Hydration and body temperature control
Reactions by the body usually aren't random occurrences. As a matter of fact, everything is well coordinated by our brain. Fear and hunger are examples of well-orchestrated reactions. Body temperature control is also a specific process that enables the body to avoid being too warm or too cold. Several mechanisms are in place to ensure that internal body temperature remains balanced and water plays a major role in this aspect.
In summer, factors such as physical activity and heat from the sun may contribute to increased body temperature, and activate its regulatory mechanisms. The main function of water contained in the body is to activate sweating. By increasing our sweat production, which is made up of water, the body creates heat loss, enabling internal body temperature to decrease.

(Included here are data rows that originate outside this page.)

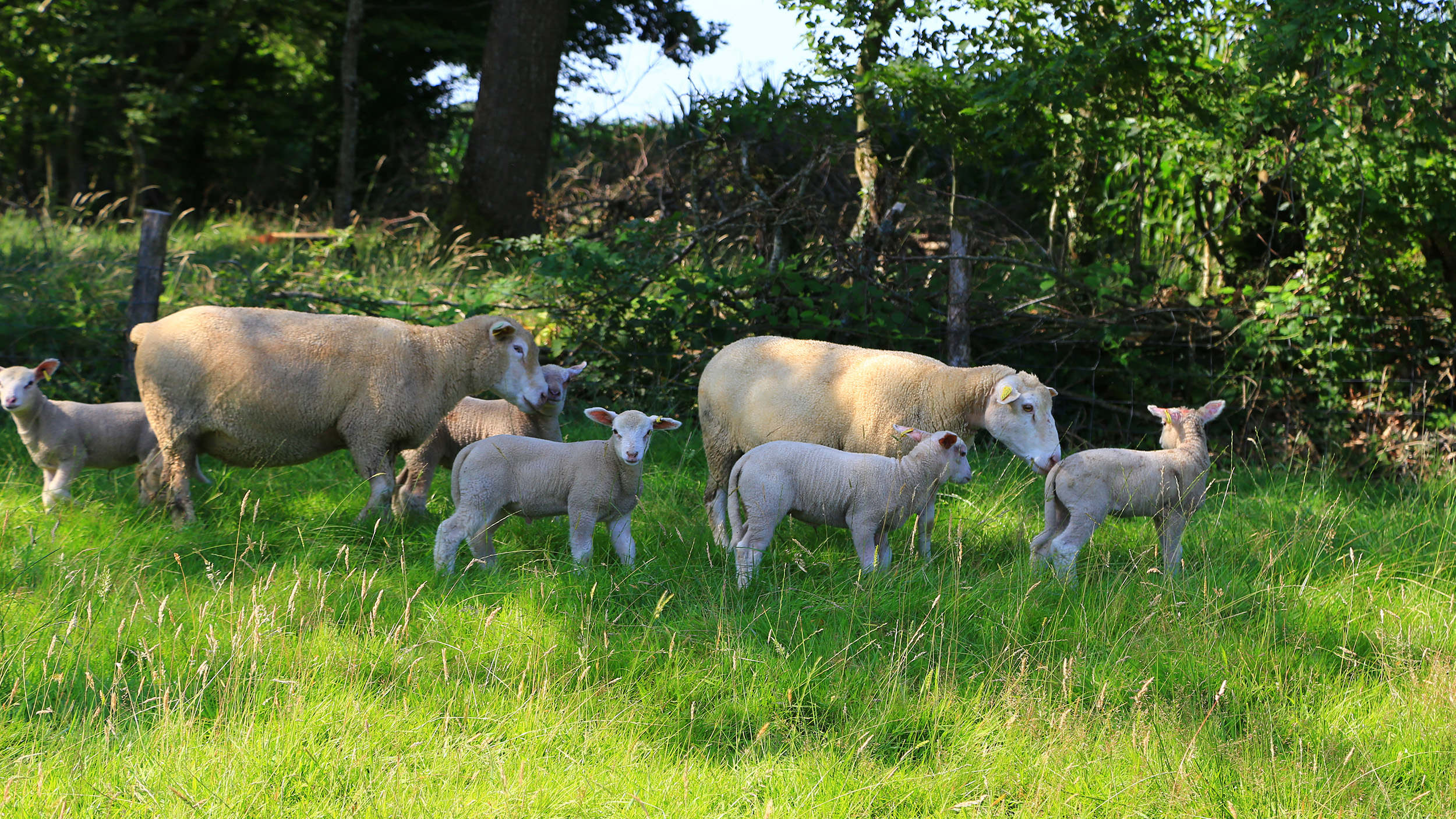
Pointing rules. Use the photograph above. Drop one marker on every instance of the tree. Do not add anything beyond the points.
(506, 162)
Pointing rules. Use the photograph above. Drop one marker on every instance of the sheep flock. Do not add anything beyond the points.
(828, 433)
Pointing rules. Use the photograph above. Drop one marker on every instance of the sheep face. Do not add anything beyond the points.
(555, 397)
(19, 387)
(523, 382)
(631, 430)
(1020, 416)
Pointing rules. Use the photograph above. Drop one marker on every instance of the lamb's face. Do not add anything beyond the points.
(554, 400)
(631, 432)
(21, 387)
(1020, 416)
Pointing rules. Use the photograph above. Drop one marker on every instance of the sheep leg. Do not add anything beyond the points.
(621, 531)
(1065, 547)
(924, 524)
(1056, 521)
(758, 534)
(1169, 536)
(581, 528)
(465, 522)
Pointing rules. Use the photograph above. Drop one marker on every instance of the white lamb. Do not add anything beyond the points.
(472, 420)
(65, 436)
(589, 481)
(868, 495)
(1167, 486)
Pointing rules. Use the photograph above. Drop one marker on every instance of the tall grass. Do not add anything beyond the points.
(277, 661)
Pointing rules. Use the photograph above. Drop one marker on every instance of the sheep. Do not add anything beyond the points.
(1167, 486)
(472, 420)
(270, 388)
(771, 388)
(63, 436)
(868, 495)
(589, 481)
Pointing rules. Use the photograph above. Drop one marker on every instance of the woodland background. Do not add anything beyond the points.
(1143, 203)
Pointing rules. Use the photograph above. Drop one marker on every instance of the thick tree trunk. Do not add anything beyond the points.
(350, 127)
(867, 158)
(510, 142)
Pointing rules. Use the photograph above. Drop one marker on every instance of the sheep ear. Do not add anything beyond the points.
(600, 416)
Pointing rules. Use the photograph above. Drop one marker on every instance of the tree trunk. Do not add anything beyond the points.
(957, 320)
(867, 158)
(508, 153)
(350, 127)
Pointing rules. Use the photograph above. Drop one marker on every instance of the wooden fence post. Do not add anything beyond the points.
(146, 285)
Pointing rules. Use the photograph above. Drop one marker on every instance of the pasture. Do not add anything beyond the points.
(277, 661)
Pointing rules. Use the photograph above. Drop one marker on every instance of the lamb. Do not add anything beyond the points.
(589, 481)
(868, 495)
(472, 420)
(771, 388)
(1167, 486)
(271, 388)
(63, 436)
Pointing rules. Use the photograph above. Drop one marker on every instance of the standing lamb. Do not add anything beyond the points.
(273, 388)
(472, 420)
(868, 495)
(1167, 486)
(771, 388)
(589, 481)
(65, 437)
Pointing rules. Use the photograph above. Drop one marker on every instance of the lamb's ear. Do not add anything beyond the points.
(600, 416)
(660, 423)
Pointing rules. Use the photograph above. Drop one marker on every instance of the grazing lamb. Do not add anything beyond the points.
(471, 422)
(868, 495)
(769, 388)
(589, 481)
(63, 436)
(271, 388)
(1167, 486)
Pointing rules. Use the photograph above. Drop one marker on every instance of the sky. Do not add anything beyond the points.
(762, 41)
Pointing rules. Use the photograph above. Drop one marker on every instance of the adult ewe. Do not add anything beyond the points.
(849, 398)
(271, 388)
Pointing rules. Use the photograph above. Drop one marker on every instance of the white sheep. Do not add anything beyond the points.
(271, 388)
(589, 481)
(65, 436)
(472, 420)
(868, 495)
(1167, 486)
(771, 388)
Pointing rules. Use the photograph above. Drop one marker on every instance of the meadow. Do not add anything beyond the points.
(278, 661)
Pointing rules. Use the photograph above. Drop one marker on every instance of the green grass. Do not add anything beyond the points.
(277, 661)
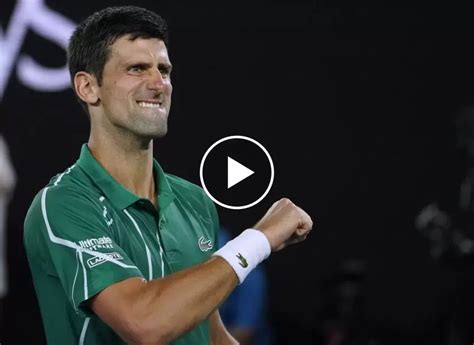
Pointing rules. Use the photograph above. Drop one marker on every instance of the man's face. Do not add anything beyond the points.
(136, 87)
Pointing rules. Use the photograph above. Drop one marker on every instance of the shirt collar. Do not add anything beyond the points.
(118, 195)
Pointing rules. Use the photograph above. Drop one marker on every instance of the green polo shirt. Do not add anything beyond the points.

The water we use when we sweat comes from the body’s reserves, so they will become depleted if we are exposed to heat for long periods of time without drinking water. This process is called “dehydration”. The risk of suffering from it increases in summer, especially during a heat wave or when someone does intense exercise (such as during a marathon). Therefore, ensuing you have enough water should be a priority during summer.
The benefits of water
Some people tend not to drink a lot of water during the day, while for others, having a bottle of water in hand is almost a necessity. In general, to compensate for daily loss of fluids (due to urination, perspiration, bowel movements, the lungs, etc.), it is estimated that humans should take in about 2 litres of water per day, all sources combined.
Drinking adequate quantities of water has many benefits. Proper hydration contributes to maintaining a balance of several body functions. Also, in summer, your skin is put to the test by certain elements that can affect it, such as the sun’s rays. It is important to properly hydrate your skin during summer, and drinking water plays a major role in hydration.
Beware of heatstroke!
Advanced dehydration increases the risk of heatstroke. This condition occurs when body temperature is too high and our defence mechanisms, including sweating, are insufficient in reducing the increased temperature. Heatstroke can be very serious, even fatal. It is often the result of these three factors combined: extreme heat, intense physical activity and insufficient hydration. However, it can occur in summer in individuals who aren’t active, but who were overexposed to heat without sufficient hydration.
For additional information on the ways to prevent or treat heatstroke, read the following text: Heatstroke: how to prevent and treat it.
Tips on how to stay well-hydrated during summer
In order to keep your body temperature control mechanisms active and thereby prevent dehydration, follow this advice:
- If it’s hot outside, drink at least one glass of water every 20 minutes even if you aren’t thirsty.
- Avoid alcohol.
- Also drink juice, milk, soybean beverages or soups to store your water reserves.
- Bring an adequate quantity of water bottles if you practise a sport.
- Allow yourself regular breaks in the shade if you work or practise a sport outdoors.
- If you must do a physical activity or intense physical work outdoors, it is better to do so early in the morning or later in the evening than during the day when the sun is at its strongest.
- Wear light and loose-fitting clothes.
- Use caution for children and elderly persons, who are more sensitive to dehydration.
- Use extra caution if you have kidney, heart or lung disease.
- Monitor your urine: if you’re well-hydrated, it should be the colour of lemonade.
- Listen to your body: drink if you are thirsty and go in the shade if you don’t feel well.
Following advice on how to prevent dehydration will allow you to continue your daily activities with ease, especially during the hot summer months. During a heat wave, water is a valuable resource–don’t underestimate its importance!